A dare voce al “dramma dei cristiani in Medio Oriente” che “va avanti da anni”, è stato il card. Louis Raphael Sako, Patriarca di Baghdad dei Caldei. “Le pressioni sono dure e l’emorragia dell’emigrazione continua, in paesi come Iraq, Siria, Libano. Purtroppo, l’Occidente non è consapevole delle difficoltà e dei timori che i cristiani stanno affrontando in vari Paesi”. Risuonano nel cuore di Budapest le notizie sempre più allarmanti che arrivano ogni giorno dalla Regione mediorientale. “Il radicalismo come ideologia politica e religiosa – dice il card. Sako – sta crescendo sempre di più in Medio Oriente e i cristiani ne sono vittime innocenti. Gli estremisti vogliono approfittare della situazione attuale per segnare la fine della presenza cristiana in Medio Oriente”. Ma i cristiani, in questa regione del mondo, “sono la radice del cristianesimo” e la loro presenza è “cruciale”. “Contano sul vostro sostegno”. “Condividono lo stesso sogno con tutti gli iracheni”. È il sogno “di vivere in pace, stabilità, uguaglianza e dignità” e, a parere del Patriarca caldeo, “l’unica soluzione” per raggiungere questo obiettivo “è avere uno Stato civile, laico e forte, e una democrazia reale simile a quella applicata nella maggior parte dei paesi del mondo”, capace di “abbracciare e proteggere tutte le religioni, culture, gruppi e lingue, di gestire equamente la cosa pubblica e non interferire con le scelte religiose dei suoi cittadini”.
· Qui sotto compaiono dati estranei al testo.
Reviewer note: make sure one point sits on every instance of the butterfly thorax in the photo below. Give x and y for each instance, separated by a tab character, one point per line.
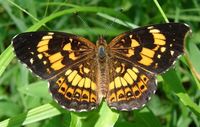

“La situazione nel mondo è tutt’altro che semplice”. Lotte, ingiustizie, sfollamenti forzati, corruzione, guerre. “Com’è possibile la pace in un nostro mondo lacerato da innumerevoli sconvolgimenti?”. L’interrogativo risuona nel giorno in cui al Congresso di Budapest si parla di “Eucaristia: Una fonte inesauribile di pace e riconciliazione” e a rilanciarlo è il cardinale Gérald Lacroix, arcivescovo di Québec e primate della Chiesa cattolica in Canada. Il cardinale non dà risposte. Ricorda però nella sua catechesi tutte quelle persone e quei testimoni che nella storia e oggi “si sforzano di raggiungere la pace e la riconciliazione e perseguono un’aspirazione profondamente iscritta nel cuore e nella mente umana”. Sono persone che danno la vita per i loro ideali, come il pastore Martin Luther King Jr. che nel suo famoso discorso, ‘I have a dream’, invocava “l’instaurazione della giustizia universale e dell’uguaglianza tra tutti i cittadini in una società scandalosamente divisa dall’apartheid”. E come Papa Paolo VI, che all’Assemblea Onu, gridò: “L’umanità deve porre fine alla guerra o la guerra porrà fine all’umanità”. Riportando quindi il discorso al tema del Congresso, l’arcivescovo canadese osserva: “Il tipo di pace offerto dall’Eucaristia non è semplicemente un’assenza di conflitto quanto piuttosto un processo attivo, che lavora per la riconciliazione e la guarigione delle persone, delle famiglie e delle comunità. Ci permette di credere che aspirare alla pace non sia così assurdo come sembra”.